Emotion, Care, and Common Concerns: A Relational Approach to Research in Contested Southeast Asian Borderlands
Key information
- Date
- Time
-
11:00 am to 12:30 pm
- Venue
- Paul Webley Wing (Senate House)
- Room
- S210
About this event
This workshop explores how emotion, care, and common concerns shape the practice of research in contested Southeast Asian borderlands. Moving beyond conventional discussions of access, risk, and method, it asks how a more relational approach to the field can help us better understand the human dimensions of research in contexts marked by precarity, violence, mobility, and political uncertainty.
Focusing on Southeast Asia, with Myanmar as a central case, the workshop also brings neighbouring settings and other hostile contexts into conversation, including those shaped by conflict, displacement, and cross-border entanglements. It reflects on how researchers build relationships, navigate emotional and ethical demands, and respond to the ordinary yet significant concerns that emerge through fieldwork, ethnographic engagement, and historical inquiry.

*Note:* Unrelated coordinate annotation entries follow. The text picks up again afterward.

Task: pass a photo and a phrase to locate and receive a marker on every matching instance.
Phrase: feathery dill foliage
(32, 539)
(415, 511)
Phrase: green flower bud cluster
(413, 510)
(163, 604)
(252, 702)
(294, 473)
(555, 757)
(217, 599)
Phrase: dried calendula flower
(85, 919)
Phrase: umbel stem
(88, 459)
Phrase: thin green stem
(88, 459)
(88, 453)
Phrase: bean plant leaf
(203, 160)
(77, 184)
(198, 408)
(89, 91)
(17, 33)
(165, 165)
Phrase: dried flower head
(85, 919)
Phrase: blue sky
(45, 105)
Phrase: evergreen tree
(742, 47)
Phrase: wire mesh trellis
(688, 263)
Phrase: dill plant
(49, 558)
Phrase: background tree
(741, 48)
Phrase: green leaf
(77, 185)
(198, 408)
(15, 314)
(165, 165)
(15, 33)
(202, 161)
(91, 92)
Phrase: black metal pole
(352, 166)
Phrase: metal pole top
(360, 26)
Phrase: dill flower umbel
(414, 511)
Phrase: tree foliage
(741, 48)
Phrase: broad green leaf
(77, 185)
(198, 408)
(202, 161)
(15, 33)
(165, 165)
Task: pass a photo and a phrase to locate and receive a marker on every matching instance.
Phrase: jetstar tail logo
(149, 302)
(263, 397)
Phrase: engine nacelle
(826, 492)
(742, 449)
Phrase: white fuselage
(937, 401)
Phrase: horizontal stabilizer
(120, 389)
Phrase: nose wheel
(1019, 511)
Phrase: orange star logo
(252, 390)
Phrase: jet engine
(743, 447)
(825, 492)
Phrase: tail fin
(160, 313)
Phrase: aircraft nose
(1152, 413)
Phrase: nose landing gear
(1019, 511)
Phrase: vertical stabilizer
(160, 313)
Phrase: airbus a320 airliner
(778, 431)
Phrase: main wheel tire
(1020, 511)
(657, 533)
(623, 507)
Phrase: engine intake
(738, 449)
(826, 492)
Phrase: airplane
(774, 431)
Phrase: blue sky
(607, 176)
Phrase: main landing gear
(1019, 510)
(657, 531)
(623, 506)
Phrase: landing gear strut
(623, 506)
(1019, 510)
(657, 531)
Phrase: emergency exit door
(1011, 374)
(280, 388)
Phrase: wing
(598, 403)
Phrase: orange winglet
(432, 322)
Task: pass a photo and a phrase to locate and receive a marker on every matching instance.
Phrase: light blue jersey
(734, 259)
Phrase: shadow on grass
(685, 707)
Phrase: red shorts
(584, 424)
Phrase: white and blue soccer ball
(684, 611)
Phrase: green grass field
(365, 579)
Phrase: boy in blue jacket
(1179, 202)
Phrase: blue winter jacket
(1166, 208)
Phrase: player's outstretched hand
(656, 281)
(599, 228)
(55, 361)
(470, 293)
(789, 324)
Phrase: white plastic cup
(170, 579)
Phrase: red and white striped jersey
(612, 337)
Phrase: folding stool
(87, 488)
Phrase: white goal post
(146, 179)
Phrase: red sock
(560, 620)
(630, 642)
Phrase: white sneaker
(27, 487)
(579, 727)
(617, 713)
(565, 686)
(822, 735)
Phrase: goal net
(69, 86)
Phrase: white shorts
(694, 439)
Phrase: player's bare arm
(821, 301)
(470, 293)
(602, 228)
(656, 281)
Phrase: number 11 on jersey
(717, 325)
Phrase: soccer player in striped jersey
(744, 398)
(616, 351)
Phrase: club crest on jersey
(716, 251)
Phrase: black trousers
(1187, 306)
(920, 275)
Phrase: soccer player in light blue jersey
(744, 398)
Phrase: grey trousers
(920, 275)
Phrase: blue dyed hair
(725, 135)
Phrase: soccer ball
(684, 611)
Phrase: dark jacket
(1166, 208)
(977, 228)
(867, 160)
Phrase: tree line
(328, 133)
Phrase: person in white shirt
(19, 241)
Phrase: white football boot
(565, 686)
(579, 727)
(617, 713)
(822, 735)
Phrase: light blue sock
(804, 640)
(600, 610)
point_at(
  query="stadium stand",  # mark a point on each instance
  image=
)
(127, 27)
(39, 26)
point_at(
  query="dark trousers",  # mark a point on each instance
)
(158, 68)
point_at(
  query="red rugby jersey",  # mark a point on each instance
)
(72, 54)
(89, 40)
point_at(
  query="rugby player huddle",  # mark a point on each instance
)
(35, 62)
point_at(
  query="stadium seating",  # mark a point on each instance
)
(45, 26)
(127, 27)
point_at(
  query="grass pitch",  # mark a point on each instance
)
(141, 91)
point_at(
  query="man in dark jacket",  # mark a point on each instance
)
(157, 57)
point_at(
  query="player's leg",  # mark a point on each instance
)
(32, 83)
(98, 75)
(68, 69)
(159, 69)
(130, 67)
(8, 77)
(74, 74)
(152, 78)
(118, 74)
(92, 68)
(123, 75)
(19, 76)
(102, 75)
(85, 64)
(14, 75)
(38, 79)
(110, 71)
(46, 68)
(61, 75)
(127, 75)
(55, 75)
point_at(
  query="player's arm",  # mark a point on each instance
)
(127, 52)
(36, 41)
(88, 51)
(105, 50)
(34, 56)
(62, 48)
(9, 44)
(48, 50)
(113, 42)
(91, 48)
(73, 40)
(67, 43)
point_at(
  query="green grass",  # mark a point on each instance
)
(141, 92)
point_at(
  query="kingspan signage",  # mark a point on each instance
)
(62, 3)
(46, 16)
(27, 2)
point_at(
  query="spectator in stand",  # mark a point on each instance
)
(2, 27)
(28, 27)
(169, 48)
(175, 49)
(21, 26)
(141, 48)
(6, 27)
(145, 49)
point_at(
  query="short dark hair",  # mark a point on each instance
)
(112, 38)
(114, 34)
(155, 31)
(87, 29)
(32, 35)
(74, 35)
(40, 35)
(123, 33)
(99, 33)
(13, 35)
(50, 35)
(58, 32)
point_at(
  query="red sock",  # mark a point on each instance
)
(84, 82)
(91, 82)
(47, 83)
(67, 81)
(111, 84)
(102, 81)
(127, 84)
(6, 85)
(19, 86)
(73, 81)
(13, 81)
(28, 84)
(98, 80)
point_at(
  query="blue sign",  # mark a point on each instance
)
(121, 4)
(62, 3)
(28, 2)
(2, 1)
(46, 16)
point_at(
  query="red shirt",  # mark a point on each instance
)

In doing so, the workshop opens up a conversation about care not simply as a personal matter, but as a methodological and intellectual question central to knowledge production in difficult field settings. This event forms part of the workshop series on female scholars in hostile and conflict contexts funded by SOAS Research Culture.
Speakers and discussants
Tharaphi Than (Northern Illinois University) — Associate Professor specialising in Myanmar studies, feminism and social movements.
Khin Khin Mra (University of Manchester) — PhD candidate researching gender, governance, and institutional change in Myanmar
Fred Lai (London School of Economics and Political Science) — LSE Fellow in Anthropology researching ageing, dementia care, and welfare governance across Asian contexts
Yi Li (Aberystwyth University) — Lecturer in East and South East Asian History researching migration and diaspora in Myanmar and Southeast Asia
Moderator
Xu Peng (University of Manchester & SOAS University of London) — Research fellow working on conflict and illicit economy in Southeast Asia
Registration
This event is free to attend, open to the public, and held in-person only.
Hosted by the SOAS Centre of South East Asian Studies.